In the year 1811 he was elected an associate fellow of the college of Physicians of Philadelphia; and in 1816 the degree of Doctor of Laws was conferred upon him by Princeton College. Dr. Bard was never ambitious of such distinctions.
He lived to the advanced age of seventy-nine years. In the latter years of his life he was afflicted with several severe attacks of a stricture of the esophagus, which greatly increased the bodily infirmities incident to old age. But to his last days he retained the perfection and vigor of his mind. Sensible of his approaching end, he had made it a business to prepare for death. And after arranging his temporal concerns and spending his last hours in devotional exercises, he died after a few hours illness of pleurisy, on the twenty-fifth of May, 1821, at Hyde Park, New York.

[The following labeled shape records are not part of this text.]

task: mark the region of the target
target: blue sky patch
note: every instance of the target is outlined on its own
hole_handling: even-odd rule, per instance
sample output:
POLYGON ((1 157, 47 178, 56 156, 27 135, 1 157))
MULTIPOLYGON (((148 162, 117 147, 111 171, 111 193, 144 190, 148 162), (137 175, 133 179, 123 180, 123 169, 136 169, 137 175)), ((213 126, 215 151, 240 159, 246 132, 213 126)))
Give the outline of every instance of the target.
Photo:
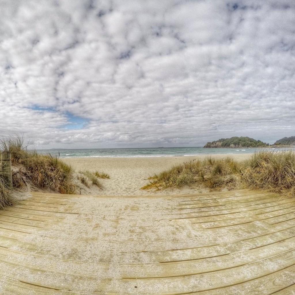
POLYGON ((89 122, 87 119, 75 116, 69 112, 67 112, 65 115, 68 118, 68 123, 63 127, 69 130, 81 129, 89 122))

Dr. Bard's first literary production, an "Inaugural Essay" on the powers of opium, would not have been unworthy of his pen in the brightest period of his fame. At the time he wrote the powers of opium, the mode of its operation, and its various effects upon the body were but imperfectly understood and were matter of much difference of opinion among the profession in Edinburgh.
Shortly after, in 1771, he published "An Inquiry into the Nature, Causes and Cure of the Angina Suffocativa, or Throat Distemper, as it is Commonly Called by the Inhabitants of this City and Colony." Abraham Jacobi says of this (Archives of Pediatrics, N. Y., 1917, xxxiv, No. 1, 2–3): "Bard's book is wise and accurate. His style classical and simple, and the description of diphtheria in skin, mucous membrane and larynx is correct and beautiful. He knew the different forms of the disease even better than Dr. Douglass, of Boston, had distinguished them." In this valuable treatise may be found blood-letting suggested as a remedy, although claimed in later times as a discovery.
Dr. Bard's favorite branch was midwifery. And perhaps no physician in this country has ever enjoyed a larger share of practice in this department or acquired a higher reputation as an accoucheur. After retiring into the country one of the first plans of usefulness contemplated was the publication of a treatise upon this subject. His residence in the country, and the celebrity he had acquired as an obstetrician, accorded him frequent opportunities of witnessing the ignorance of midwives and country practitioners upon this important branch and determined him to issue a treatise with plain, practical directions for the management of natural labors. In the year 1807 he published "A Compendium of the Theory and Practice of Midwifery," intended chiefly for the use of midwives and young practitioners.
The work went through three large editions in its duodecimo form; and was twice published greatly enlarged and improved in octavo. At the time of his death he was preparing for the press a sixth edition.
In the year 1811 he published "A Guide for Young Shepherds," the best practical treatise then extant upon sheep breeding, the masterly performance of Chancellor Livingston not excepted.
Several fugitive essays by him are preserved in the American Medical and Philosophical Register; and other periodical journals are enriched by his communications. "The Transactions of the College of Physicians of Philadelphia" contain several papers by him on the subject of "Yellow Fever," and he wrote "A Discourse on Medical Education," New York, 1819.